Sotto l'aspetto previdenziale, la legge di riforma del sistema pensionistico obbligatorio e complementare ha
disposto l'iscrizione in una apposita gestione separata presso l'I.N.P.S. dei titolari di rapporti di collaborazione
coordinata e continuativa al fine di estendere anche a tali soggetti l'assicurazione obbligatoria per l'invalidità,
la vecchiaia ed i superstiti; il contributo è stato rideterminato come indicato dall'art. 51 della legge
23 dicembre 1999, n. 448, che ha modificato il comma 16 dell'art. 59 della legge 27 dicembre 1997, n. 449. Il contributo
continua, invece, ad essere determinato nella misura del 10% per coloro che siano iscritti ad altra gestione pensionistica
obbligatoria o che siano pensionati.
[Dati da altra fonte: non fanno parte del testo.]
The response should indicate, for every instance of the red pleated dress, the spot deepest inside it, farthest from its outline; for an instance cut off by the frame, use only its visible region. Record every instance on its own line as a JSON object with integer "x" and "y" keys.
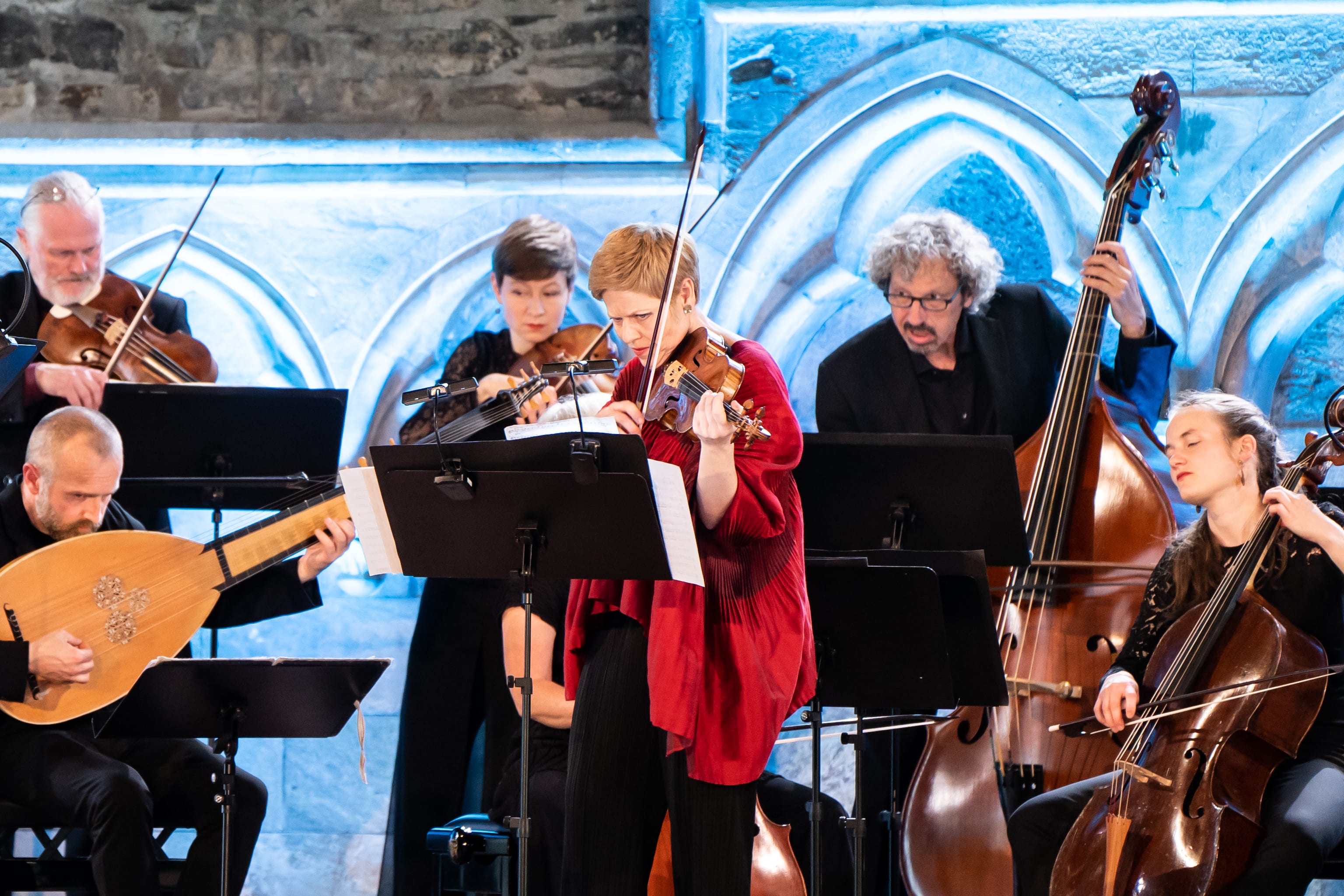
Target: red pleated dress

Il decreto del Ministero del lavoro e della previdenza sociale del 4 aprile
2002 ha adeguato per i lavoratori iscritti alla gestione separata dell'I.N.P.S., la tutela relativa alla maternità
ed agli assegni al nucleo familiare alle forme ed alle modalità previste per il lavoro dipendente.
Maternità
L'assegno di maternità viene corrisposto alle lavoratrici, che possono far valere i seguenti requisiti:
- non essere iscritte a nessuna altra gestione previdenziale obbligatoria né essere pensionate;
- essere iscritte alla gestione separata, con il pagamento del contributo previdenziale addizionale dello 0,50%
previsto per il finanziamento delle prestazioni per la maternità e dell'assegno per il nucleo familiare;
- vantare almeno tre mensilità contributive, accreditate nei dodici mesi precedenti i due mesi anteriori
alla data del parto.
Inoltre, l'indennità di maternità è comprensiva di ogni altra indennità spettante
per malattia e spetta anche in caso di adozione o affidamento.
Tutela assicurativa
Sotto l'aspetto della tutela assicurativa, i collaboratori sono soggetti agli obblighi assicurativi qualora
svolgano una delle attività previste dall'art. 1 del decreto del Presidente della Repubblica 30 giugno
1965, n. 1124 e, conseguentemente, le pubbliche amministrazioni sono tenute a tutti gli adempimenti posti a
carico dei datori di lavoro dalla norma citata.
In sintesi
Alla luce di quanto fin qui espresso, si può sintetizzare come segue:
- il collaboratore non può agire per conto dell'Istituto e pertanto:
- non può validare né certificare alcunché in rappresentanza
dell'Istituto;
- qualsiasi atto o documento con rilevanza esterna deve essere quantomeno validato o controfirmato
dal Dirigente competente;
il collaboratore presta la propria opera senza vincolo di subordinazione e pertanto:
- al collaboratore non possono essere impartiti ordini sulle modalità
di esecuzione della prestazione;
- il Dirigente potrà verificare e controllare le modalità di esecuzione delle
attività affidate, al solo fine di valutare la rispondenza del risultato con quanto richiesto;
potrà inoltre coordinare l'attività del collaboratore al fine di renderla funzionale
rispetto agli obiettivi prefissati;
al collaboratore non è possibile applicare automaticamente gli istituti tipici del lavoro subordinato
e pertanto:
- non è possibile configurare un obbligo di prestazione oraria e il relativo controllo delle presenze;
infatti se è pur vero che potrebbe essere necessario un inserimento del collaboratore nell'organizzazione
del committente, poiché debbono essere garantiti uno o più risultati continuativi che si integrino
in tale organizzazione, ciò dovrà comunque avvenire in presenza di una gestione autonoma
del tempo di lavoro da parte del collaboratore;
- da quanto sopra deriva che al collaboratore non può essere richiesta alcuna attestazione della
propria presenza nei luoghi nei quali si svolge l'attività dell'Istituto;
- non possono essere concessi giorni di ferie; tuttavia, nell'osservanza del principio di coordinamento
con l'attività, gli obiettivi e l'organizzazione dell'Istituto, può essere programmato un periodo
di riposo, cioè la possibilità di sospendere la prestazione per un determinato periodo di tempo.